Когда я объяснил свою цель водителю, он поинтересовался, когда пропал британский полковник.
— В двадцать пятом, — ответил я.
— И вы хотите найти его в джунглях?
— Не совсем так.
— Вы что, его потомок?
— Нет.
Мне показалось, что он погрузился в размышления. Потом он заметил:
— Ну ладно, — и стал весело грузить наше снаряжение, включавшее в себя гамаки, веревки, москитные сетки, водоочистные таблетки, спутниковый телефон, антибиотики и противомалярийные средства. По пути из Куябы мы захватили с собой друга Паулу — Таукане Бакаири, потомка вождя бакаири. (В Бразилии фамилия индейца обычно совпадает с названием его племени.) Таукане, человек лет сорока пяти, с приятным округлым лицом, носил джинсы «Ливайс» и бейсболку. В свое время миссионеры дали ему образование, и, хотя жил он теперь главным образом в Куябе, он продолжал представлять политические интересы своего племени. «Вы могли бы назвать меня послом», — пояснил он мне. В обмен на «дар» (две покрышки для общинного трактора) он согласился провести нас к себе в деревню — последнее место, где Фосетта точно видели. («Если бы зависело только от меня, я бы взял вас бесплатно, — объявил Таукане. — Но в наше время все индейцы вынуждены быть капиталистами. У нас нет выбора».)
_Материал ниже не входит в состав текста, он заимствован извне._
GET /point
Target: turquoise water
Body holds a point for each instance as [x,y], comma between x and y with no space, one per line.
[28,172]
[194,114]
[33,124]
Выехав из города, мы попали на центральные равнины Бразилии, знаменующие собой переход от сухого леса к влажному. Спустя какое-то время впереди показалось плато. Оно было какой-то марсианской окраски и, как я выяснил, простиралось более чем на две тысячи квадратных миль: гигантский стол, достигавший облаков. Мы остановились у его подножия, и Паулу сказал мне:
— Идите, покажу одну вещь.
Мы вышли из машины и вскарабкались по крутому каменистому склону. Земля была влажная после недавнего ливня, и при подъеме, проползая над норами, куда попрятались змеи и броненосцы, мы задействовали и руки, и колени.
— Куда это мы? — спросил я у Паулу, который уже зажал в зубах очередную сигарету.
— Вы, американцы, всегда нетерпеливые, — отвечал он.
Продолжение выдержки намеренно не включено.